Diana Scott, U.S. Human Capital Center Leader at The Conference Board, says the hiring outlook reflects a longer-term view of workforce needs.

“Organizations really are doing a little bit of hoarding of talent,” she says. “They’re trying to hang on to their talent, and they’re putting more effort into ways to engage. They’re thinking hard about the talent pipeline and how to make sure they keep the people they really need.”

Despite the headlines, the fundamental issue for many organizations hasn’t changed: how to secure the skills they will need in the years ahead.

Finding talent is one thing. Keeping it is another.

While hiring plans remain steady, retention continues to be a sticking point. According to the survey, just 34% of CHROs expect retention to improve, while 19% expect it to worsen, and nearly half expect it to stay the same.

Scott explained that top talent still has options, and organizations are under pressure to offer more than just compensation, with culture, flexibility, development, and purpose all playing an important role in whether employees stay.

“Good people are going to have options,” Scott said. “You have to be creative about how you show that your organization actually cares about them. It’s not just about the money anymore. You have to offer more than that.”

That shift is forcing companies to rethink what they offer employees and how they communicate value. The relationship is increasingly seen as a two-way exchange rather than a transactional one.

“They have to feel like they’re getting something out of it too,” Scott said. “You’re going to help them learn and grow, and you’re going to invest in them. It has to be a reciprocal arrangement.”

Read more: Your employees are happy. They’re still leaving. What are you missing?

At the same time, organizations are looking further ahead. Workforce planning is no longer just about filling immediate gaps. It is about building sustainable pipelines, particularly as demographic and technological shifts reshape the labor market.

Retirements are accelerating, and skill demands are evolving rapidly. Scott says AI isn’t replacing jobs at scale, but it is changing what skills are required and how work gets done.

“There’s an aging population, people are leaving the workforce, and there’s a skills gap,” Scott says. “As technology advances, there’s a need for new skills. CHROs are thinking about how they’re going to replace and find those skills for the future.”

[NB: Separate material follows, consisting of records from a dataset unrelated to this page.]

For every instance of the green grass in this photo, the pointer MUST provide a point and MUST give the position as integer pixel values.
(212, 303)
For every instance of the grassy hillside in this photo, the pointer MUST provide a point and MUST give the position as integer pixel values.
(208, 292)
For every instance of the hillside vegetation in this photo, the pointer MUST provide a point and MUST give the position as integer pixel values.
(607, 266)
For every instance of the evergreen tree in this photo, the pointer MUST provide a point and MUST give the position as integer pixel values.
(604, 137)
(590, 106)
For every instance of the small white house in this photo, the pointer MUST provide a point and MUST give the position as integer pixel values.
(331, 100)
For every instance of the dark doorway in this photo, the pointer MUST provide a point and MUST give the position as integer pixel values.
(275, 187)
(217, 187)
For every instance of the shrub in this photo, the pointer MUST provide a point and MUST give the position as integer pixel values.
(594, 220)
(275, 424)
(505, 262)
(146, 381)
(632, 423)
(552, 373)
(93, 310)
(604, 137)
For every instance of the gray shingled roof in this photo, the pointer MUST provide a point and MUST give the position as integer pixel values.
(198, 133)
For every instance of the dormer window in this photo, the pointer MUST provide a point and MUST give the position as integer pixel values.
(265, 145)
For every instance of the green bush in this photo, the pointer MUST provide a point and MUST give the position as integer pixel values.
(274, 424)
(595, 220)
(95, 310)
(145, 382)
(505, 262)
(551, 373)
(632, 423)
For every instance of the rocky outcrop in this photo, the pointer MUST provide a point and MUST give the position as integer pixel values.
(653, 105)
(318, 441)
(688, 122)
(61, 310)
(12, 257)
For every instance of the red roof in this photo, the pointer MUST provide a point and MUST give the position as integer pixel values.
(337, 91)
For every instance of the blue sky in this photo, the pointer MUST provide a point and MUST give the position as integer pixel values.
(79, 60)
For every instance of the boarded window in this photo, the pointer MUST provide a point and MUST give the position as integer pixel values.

That makes early-career hiring a critical piece of the strategy. Cutting back too aggressively at the entry level may solve short-term cost pressures, but it creates longer-term risk.

“I think it’s short-sighted to think you can just cut that entry-level workforce,” Scott says. “If you don’t build that pipeline now, how are you going to fill those roles later?”

Confidence is rising, but so are expectations. Organizations that invest in retention and take a longer view of their talent pipelines will be better positioned for what comes next. Those that don’t may find their talent pipeline running dry.